The security requirements for MOS are Memory
Randomization, Encryption, Data Storage Format and
Built-in Antivirus. Memory randomization ensures that the
memory regions of mobile application as well as system
shared libraries are all randomized at device and
application start-up. In this paper we want compare and
analyse the operating system of the Android and iOS.
Can anyone ELI5 what the situation with the Android ID is when no Google account has ever been created, and all app installs are through an alternative store interface, whether a front-end to Google Play (e.g., Aurora) or a freestanding store (e.g., FDroid)?
It's generated by the operating system itself, not google play services. So being logged into a google account or not doesn't affect the value. There's also a gsf id which is generated by google play services, but that's generated regardless of whether you're signed in or not.
Recently, I thought Maps was the app that tracks me everywhere I go.
I put Maps in Incognito mode just as an attempt to disable it, but guess what?
It still tracked me all the time. The only difference Incognito made was not remember my search history
Yes, "Incognito" largely only removes local activity history, doing little if anything to disable remote tracking. Though there's some (very slight) advantage in having cookies and the like be made temporary. Access to other identifiers, including Google's ad identity and device-specific identifiers is probably still available. (I'm hazy on this and the situation changes, though at a ground level capacity-to-track largely remains intact over time).

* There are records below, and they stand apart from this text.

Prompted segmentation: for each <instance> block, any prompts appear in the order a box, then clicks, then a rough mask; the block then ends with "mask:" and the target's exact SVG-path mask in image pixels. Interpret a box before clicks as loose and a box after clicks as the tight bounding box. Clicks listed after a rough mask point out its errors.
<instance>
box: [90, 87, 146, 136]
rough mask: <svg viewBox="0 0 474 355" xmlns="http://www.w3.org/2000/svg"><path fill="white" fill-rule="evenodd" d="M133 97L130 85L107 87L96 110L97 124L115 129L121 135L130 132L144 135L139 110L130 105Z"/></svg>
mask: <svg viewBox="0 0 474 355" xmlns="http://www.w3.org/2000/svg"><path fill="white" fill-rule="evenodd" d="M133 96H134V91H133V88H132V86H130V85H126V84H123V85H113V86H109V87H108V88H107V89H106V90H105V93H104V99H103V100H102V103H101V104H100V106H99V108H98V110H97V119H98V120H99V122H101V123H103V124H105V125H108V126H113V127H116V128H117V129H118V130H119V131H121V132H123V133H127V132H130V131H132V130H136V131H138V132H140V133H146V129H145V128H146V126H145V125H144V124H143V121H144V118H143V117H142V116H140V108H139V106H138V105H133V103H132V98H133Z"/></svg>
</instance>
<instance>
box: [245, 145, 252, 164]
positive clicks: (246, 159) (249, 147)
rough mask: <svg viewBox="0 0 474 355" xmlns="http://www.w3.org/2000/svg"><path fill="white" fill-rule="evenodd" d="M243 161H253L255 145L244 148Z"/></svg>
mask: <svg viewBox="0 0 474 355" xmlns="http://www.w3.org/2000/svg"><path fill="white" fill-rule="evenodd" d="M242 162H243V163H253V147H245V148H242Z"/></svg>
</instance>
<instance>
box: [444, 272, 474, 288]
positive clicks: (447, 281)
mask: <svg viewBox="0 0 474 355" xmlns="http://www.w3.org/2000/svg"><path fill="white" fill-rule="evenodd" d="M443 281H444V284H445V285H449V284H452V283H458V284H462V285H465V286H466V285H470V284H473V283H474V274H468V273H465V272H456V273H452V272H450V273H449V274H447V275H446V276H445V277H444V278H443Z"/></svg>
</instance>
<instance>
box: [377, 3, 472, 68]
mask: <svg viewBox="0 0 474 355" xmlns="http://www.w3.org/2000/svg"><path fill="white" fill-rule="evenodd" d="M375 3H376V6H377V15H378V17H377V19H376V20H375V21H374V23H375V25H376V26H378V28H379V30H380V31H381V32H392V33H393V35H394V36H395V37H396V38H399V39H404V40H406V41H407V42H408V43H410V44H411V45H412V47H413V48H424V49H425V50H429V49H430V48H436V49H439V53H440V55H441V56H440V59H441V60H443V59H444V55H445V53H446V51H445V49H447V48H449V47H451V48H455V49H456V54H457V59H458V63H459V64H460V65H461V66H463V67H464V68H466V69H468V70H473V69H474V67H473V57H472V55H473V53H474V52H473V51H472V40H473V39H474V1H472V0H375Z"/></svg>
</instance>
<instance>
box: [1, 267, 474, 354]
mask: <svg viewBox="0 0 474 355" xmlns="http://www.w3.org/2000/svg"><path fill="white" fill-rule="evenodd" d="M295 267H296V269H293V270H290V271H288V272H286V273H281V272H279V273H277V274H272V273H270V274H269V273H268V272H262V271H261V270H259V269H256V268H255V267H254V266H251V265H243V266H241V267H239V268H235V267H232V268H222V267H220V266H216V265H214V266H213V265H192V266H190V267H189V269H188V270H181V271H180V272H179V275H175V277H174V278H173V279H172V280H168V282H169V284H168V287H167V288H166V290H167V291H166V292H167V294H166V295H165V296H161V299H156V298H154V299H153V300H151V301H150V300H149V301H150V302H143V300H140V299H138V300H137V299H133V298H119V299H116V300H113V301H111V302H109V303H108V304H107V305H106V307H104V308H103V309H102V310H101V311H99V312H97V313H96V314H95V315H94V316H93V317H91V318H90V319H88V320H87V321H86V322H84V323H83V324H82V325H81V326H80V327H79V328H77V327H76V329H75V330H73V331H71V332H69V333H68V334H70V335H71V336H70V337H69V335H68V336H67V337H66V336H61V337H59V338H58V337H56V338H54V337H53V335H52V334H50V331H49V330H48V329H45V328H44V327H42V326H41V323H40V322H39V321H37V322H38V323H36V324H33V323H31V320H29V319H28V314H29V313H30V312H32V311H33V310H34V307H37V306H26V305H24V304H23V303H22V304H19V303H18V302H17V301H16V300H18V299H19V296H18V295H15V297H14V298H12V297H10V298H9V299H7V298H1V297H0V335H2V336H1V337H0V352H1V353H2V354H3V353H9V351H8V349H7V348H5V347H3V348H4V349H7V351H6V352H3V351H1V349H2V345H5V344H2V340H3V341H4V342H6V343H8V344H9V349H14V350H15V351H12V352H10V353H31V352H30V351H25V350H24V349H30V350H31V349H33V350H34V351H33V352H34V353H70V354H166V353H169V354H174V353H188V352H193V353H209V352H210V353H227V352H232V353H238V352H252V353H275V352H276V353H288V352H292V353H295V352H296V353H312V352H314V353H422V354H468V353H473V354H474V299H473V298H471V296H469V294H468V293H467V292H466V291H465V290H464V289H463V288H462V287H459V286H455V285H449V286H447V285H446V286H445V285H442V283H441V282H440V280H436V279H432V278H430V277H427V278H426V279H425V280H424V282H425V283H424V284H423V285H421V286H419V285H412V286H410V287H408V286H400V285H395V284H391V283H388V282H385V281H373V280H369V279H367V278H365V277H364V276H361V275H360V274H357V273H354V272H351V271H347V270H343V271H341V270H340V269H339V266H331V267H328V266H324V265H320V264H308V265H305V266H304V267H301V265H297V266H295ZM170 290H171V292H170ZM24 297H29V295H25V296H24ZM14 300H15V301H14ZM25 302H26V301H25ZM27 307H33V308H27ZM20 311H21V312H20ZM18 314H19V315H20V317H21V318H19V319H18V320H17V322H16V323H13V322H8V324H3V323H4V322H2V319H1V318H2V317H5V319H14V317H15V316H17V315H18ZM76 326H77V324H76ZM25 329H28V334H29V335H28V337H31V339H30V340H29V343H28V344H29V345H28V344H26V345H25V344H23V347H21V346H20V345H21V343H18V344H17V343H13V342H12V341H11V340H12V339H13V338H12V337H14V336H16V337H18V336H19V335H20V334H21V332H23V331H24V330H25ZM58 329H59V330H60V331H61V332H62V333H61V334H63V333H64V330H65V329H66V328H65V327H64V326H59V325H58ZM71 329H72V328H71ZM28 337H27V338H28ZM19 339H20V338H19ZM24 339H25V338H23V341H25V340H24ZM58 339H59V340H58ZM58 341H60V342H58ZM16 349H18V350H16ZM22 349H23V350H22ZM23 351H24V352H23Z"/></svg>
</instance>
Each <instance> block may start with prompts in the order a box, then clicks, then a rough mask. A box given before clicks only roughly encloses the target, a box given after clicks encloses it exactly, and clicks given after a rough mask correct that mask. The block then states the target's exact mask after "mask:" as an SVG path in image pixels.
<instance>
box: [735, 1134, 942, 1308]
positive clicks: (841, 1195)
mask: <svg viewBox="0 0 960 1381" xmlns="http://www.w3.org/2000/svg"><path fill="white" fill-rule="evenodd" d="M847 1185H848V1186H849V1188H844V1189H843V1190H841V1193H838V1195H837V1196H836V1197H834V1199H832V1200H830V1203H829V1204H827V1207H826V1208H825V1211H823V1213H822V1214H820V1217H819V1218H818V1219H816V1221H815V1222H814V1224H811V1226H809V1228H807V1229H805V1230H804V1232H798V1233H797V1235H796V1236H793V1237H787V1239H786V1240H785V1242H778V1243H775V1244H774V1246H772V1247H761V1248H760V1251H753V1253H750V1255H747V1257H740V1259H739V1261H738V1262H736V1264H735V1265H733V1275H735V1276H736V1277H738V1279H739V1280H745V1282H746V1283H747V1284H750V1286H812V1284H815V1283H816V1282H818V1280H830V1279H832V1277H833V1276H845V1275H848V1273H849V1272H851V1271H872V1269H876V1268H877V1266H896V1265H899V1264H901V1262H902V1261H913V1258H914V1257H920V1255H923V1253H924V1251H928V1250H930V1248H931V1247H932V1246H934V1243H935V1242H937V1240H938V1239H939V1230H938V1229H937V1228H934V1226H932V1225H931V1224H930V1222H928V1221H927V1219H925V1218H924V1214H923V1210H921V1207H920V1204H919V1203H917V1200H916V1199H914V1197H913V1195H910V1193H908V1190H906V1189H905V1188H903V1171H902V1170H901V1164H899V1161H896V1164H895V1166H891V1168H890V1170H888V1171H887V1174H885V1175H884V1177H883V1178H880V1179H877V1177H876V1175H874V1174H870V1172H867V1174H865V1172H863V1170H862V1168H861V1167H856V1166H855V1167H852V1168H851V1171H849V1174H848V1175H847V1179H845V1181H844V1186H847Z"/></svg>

One could contrast, say, the etiquette and tech of the Fediverse.
... even then, I question if the rhetoric matches the reality. Many users of Mastodon, for instance, will decry the harvesting of data or creation of search engines, then run what is essentially an open relay of every post their users create to any other node that purports to be a legit Mastodon instance. The organic growth goal conflicts with the data-control goal.
When your technology's operation doesn't match the rhetoric, which is it?
No. Silicon Valley as a whole. There are no good guy tech companies because if they were they would be out of business. If there are, let me know because I want to work for them.